Let $(\ell^2, \left||.\right\|_2)$ with the coordinatewise product.Prove that $(\ell^2, \left||.\right\|_2)$ is a commutative and semisimple Banach algebra
this is my attempt:
Since $(\ell^2, \left||.\right\|_2)$ is a $C$*-$ algebra, Hence The Gelfand–Naimark Theorem states
$\ell^2$ is isometrically *-isomorphic to $ C(\Phi _{\ell^2}) $ .
this allows one to say that $(\ell^2, \left||.\right\|_2)$ is a semisimple
Any help will be appreciated! Thanks
The space $\ell^2$ is not isometrically isomorphic to any $C^\ast$-algebra. It is reflexive, and any reflexive $C^\ast$-algebra is finite-dimensional.
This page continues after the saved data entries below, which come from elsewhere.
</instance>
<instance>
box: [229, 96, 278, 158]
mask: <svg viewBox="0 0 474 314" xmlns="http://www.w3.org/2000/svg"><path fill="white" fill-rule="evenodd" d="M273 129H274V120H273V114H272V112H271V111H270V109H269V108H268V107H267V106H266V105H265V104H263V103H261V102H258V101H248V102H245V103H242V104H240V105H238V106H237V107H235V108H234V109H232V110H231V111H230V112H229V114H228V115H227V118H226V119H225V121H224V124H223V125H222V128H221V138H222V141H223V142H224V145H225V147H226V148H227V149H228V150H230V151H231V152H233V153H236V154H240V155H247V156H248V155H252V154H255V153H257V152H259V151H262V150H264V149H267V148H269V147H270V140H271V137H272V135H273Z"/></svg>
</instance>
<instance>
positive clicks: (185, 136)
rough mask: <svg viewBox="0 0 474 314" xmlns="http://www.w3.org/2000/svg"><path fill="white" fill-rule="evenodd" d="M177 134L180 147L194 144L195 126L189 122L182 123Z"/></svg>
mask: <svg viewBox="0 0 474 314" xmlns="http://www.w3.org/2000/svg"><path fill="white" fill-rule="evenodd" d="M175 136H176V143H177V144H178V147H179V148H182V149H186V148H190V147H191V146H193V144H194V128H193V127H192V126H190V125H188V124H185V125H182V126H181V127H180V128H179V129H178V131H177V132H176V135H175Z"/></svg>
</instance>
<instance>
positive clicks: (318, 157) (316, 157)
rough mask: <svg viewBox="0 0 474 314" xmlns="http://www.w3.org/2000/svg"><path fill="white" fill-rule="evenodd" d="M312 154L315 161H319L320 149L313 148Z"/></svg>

Clearly $\ell^2$ is a commutative Banach algebra. To prove that $\ell^2$ is semi-simple, we must show that the character space $\Gamma$ of $\ell^2$ separates the points of $\ell^2$. This is easy enough: For every $k\in\mathbb{N}$ the map $\delta_k\colon \ell^2\to\mathbb{C}$ is linear, multiplicative and non-zero. Moreover, $\delta_k(f)=0$ for all $k\in\mathbb{N}$ implies $f=0$.